Dans l'un des principaux marchés couverts du centre-ville de Caracas, nous avons rencontré des gens et des propriétaires de stands qui conversaient dans un crépuscule virtuel, même si c'était au milieu de la journée. Comme partout ailleurs dans le pays, il n'y a pas de pouvoir ici.
La seule lumière vient du poissonnier. Ils sont les seuls dans cet immense marché complexe avec un générateur.
Les boucheries sont principalement fermées et vides. Dans certains cas, la viande est en train de pourrir.
Les fruits et légumes sont disponibles, mais ils ne peuvent être payés qu’avec une carte bancaire, s’ils peuvent obtenir un signal pour la machine, ou en dollars américains.
L'hyperinflation du pays signifie essentiellement qu'il n'y a pas d'argent local, ou certainement pas assez pour pouvoir payer quoi que ce soit.
Rosa Gonzalez, qui gère son magasin de fruits, m'a dit qu'elle laissait aux gens des fruits sur le point de s'envoler dans l'espoir de les payer plus tard. Son stock a besoin de lumière et de glacières. Elle n'a rien
"Nous acceptons les dollars, beaucoup de gens viennent avec des dollars. Nous acceptons également les euros et les virements bancaires", m'a-t-elle dit.
"Parfois, nous laissons les gens prendre la nourriture, revenir et payer un autre jour, et s'ils ne reviennent pas, eh bien, c'est comme ça."
Tout le monde est touché au Venezuela, mais ce sont les classes moyennes qui n'ont pas l'habitude de manquer de quoi souffrir le plus.
Ils semblent totalement perdus quant à ce qu'il faut faire. Beaucoup sont revenus à la réservation dans des hôtels cinq étoiles pour survivre à la "catastrophe".
Mais les hôtels sont également sous tension, les générateurs surchargés étant en train de brûler.
Ce qui était normalement considéré comme une donnée absolue dans cette société est en train de s'effondrer, et pas lentement.
C'est le pays qui possède les plus grandes réserves de pétrole connues au monde. Ils facturent à peine pour cela. Mais sans pouvoir, on ne peut pas y arriver. C'est un peu inestimable maintenant.
La file d'attente pour un garage avec une génératrice est longue.
En parcourant la ville, il est facile de voir comment les choses peuvent s'effondrer.
Les longs tunnels sont maintenant noirs.
Sur les autoroutes, les voitures s'arrêtent simplement dans la voie rapide si elles trouvent une place avec un signal téléphonique.
Les gens font maintenant la queue devant les supermarchés, pas pour entrer, mais dans l’espoir qu’ils pourront éventuellement ouvrir.

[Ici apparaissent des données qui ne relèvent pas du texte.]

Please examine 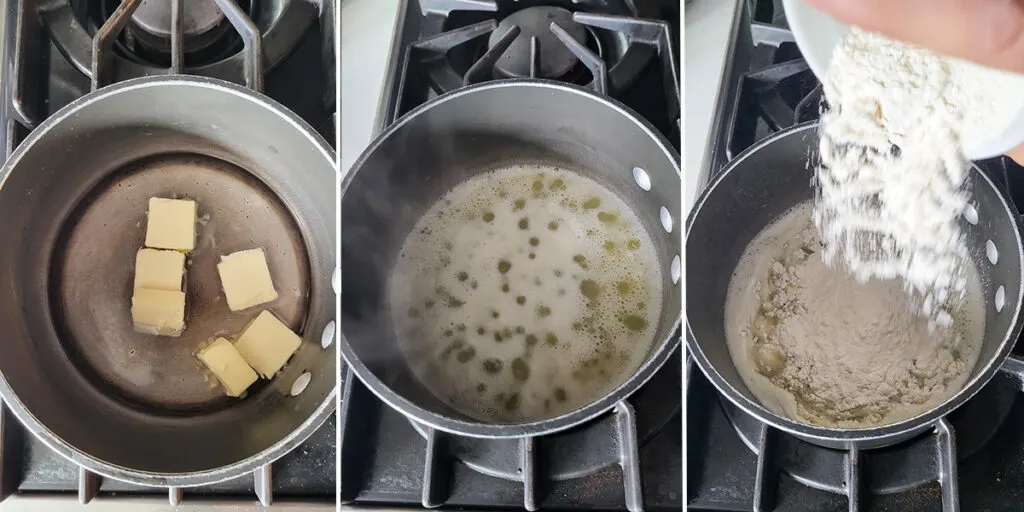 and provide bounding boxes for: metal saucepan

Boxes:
[686,124,1024,449]
[341,80,682,437]
[0,76,337,486]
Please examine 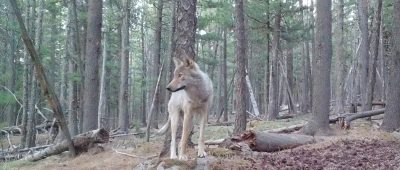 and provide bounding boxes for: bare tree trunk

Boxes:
[303,0,332,135]
[233,0,247,134]
[335,0,346,113]
[83,0,103,132]
[267,3,282,120]
[263,0,271,114]
[363,0,382,110]
[220,28,228,122]
[10,0,76,156]
[357,0,369,111]
[161,0,197,154]
[21,0,33,147]
[286,46,296,114]
[140,11,147,126]
[97,33,109,129]
[151,0,164,128]
[25,0,44,148]
[7,31,17,126]
[118,0,131,133]
[381,0,400,132]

La crise politique ici pourrait bientôt être éclipsée par ce désastre national de plus en plus dangereux.
Fait intéressant pour les classes les plus pauvres, qui vivent dans les quartiers situés à l'extrême est et à l'ouest de la capitale et qui sont habitués à ce genre de choses, la vie est à peu près la même, comme toujours. La coupure de courant nivelle le terrain de jeu.